Гертруда не поверила Мартину, и от этого ей самой стало не по себе. Не находя ничего другого, она ответила:
— Ты голоден, Март, этого не скроешь. Приходи к нам почаще обедать. Я пришлю к тебе кого-нибудь из ребят предупредить, когда Хиггинботама не будет дома. И потом, знаешь, Март… — она запнулась.

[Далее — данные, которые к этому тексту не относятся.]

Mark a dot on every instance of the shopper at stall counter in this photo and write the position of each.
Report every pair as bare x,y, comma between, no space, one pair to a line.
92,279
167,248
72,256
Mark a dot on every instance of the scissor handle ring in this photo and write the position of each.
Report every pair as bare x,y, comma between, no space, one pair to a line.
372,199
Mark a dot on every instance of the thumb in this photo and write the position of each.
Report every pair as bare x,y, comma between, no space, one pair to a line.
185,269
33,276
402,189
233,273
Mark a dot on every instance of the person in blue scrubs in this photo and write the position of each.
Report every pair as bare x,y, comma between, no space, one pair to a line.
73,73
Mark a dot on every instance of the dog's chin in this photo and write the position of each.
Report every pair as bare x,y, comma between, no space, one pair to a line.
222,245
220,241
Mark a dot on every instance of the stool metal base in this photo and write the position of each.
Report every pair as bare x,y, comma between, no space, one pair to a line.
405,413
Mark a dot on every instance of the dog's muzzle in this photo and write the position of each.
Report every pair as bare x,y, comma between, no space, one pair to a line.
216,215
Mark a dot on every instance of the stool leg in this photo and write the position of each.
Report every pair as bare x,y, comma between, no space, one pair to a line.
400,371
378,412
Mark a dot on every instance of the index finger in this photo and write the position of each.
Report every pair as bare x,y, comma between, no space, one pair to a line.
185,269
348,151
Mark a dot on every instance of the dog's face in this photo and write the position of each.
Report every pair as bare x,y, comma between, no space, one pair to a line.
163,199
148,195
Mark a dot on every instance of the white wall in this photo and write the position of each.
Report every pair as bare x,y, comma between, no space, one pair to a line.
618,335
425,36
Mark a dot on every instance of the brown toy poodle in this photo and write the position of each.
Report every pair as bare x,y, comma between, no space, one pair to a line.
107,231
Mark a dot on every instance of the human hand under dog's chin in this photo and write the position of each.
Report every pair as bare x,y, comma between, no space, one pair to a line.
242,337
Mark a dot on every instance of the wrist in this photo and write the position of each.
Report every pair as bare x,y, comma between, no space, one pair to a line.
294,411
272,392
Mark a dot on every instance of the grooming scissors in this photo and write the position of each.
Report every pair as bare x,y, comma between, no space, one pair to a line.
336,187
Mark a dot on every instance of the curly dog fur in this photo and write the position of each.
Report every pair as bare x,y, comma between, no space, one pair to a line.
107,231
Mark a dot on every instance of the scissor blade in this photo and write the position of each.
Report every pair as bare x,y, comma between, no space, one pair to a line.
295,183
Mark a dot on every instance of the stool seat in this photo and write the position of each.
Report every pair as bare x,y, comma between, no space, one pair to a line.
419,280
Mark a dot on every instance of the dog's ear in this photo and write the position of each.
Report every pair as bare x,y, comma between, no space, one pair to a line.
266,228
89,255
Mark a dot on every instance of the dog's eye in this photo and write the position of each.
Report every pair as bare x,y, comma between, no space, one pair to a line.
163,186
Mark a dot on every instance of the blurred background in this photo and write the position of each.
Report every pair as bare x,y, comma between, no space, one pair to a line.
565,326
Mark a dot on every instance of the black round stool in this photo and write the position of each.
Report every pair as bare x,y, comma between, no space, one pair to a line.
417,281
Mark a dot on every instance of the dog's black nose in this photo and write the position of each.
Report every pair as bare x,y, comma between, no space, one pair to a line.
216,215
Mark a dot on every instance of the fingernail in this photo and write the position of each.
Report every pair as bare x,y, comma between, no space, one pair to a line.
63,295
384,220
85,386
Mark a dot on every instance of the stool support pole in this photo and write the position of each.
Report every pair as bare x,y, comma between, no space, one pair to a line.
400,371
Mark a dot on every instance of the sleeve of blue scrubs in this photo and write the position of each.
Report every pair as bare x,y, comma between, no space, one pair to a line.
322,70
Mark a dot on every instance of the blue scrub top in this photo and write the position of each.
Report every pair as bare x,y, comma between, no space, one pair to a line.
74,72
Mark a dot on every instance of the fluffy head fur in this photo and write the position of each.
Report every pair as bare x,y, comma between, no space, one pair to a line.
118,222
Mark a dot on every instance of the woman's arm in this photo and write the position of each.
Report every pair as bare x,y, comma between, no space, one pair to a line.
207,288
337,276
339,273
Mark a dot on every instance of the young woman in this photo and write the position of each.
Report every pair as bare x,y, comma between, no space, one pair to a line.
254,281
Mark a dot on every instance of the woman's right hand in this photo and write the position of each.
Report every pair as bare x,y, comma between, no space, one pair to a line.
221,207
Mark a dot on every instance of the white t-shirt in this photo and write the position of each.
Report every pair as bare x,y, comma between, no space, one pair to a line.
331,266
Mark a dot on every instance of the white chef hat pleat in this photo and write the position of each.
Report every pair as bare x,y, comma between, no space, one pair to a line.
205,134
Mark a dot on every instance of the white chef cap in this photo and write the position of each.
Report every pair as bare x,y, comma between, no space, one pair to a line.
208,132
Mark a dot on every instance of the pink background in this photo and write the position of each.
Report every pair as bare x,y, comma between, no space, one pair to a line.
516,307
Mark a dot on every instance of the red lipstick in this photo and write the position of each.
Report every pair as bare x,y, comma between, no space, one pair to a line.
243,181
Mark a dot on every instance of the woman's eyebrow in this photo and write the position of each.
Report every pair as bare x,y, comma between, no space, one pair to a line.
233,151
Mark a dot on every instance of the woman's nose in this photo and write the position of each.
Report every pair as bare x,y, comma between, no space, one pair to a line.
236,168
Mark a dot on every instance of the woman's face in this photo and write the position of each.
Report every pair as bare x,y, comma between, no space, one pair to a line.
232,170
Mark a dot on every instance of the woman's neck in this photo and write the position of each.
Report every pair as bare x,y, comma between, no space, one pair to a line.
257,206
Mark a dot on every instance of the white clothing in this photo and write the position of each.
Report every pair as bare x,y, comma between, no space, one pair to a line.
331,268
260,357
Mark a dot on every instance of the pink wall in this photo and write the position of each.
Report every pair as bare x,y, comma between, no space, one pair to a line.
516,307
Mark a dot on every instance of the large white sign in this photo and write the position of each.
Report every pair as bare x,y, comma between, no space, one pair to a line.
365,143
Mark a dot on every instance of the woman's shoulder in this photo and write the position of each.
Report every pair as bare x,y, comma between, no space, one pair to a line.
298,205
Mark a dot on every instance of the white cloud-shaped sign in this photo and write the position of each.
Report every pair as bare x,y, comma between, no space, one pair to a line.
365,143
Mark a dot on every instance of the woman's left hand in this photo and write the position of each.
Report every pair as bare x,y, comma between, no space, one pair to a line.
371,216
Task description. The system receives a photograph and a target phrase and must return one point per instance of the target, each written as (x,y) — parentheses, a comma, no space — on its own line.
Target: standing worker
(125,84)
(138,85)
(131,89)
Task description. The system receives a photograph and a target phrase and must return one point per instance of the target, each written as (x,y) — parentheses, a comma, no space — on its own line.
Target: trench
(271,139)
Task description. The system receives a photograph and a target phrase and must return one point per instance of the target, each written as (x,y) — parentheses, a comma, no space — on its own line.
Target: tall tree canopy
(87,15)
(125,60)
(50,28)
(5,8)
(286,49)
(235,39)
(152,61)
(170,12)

Мартин молчал, хотя весь ход ее мышления был вполне ясен для него, и он мог бы закончить за нее начатую фразу.
— Не думаешь ли ты, что тебе пора взяться за дело?
— Значит, ты не веришь в то, что я могу добиться успеха? — спросил он в ответ.
Она покачала головой.
— Никто не верит в меня, Гертруда, кроме меня самого, — со страстным возмущением продолжал он. — Я уже создал много крупных хороших вещей, и рано или поздно они будут проданы.
— Почему ты знаешь, что они хорошие?
— Потому что… — Мартин осекся.
Внезапно вся обширная область существующей литературы и истории литературы раскрылась перед ним, и он понял тщетность попытки доказать сестре, на чем основывается его вера в себя.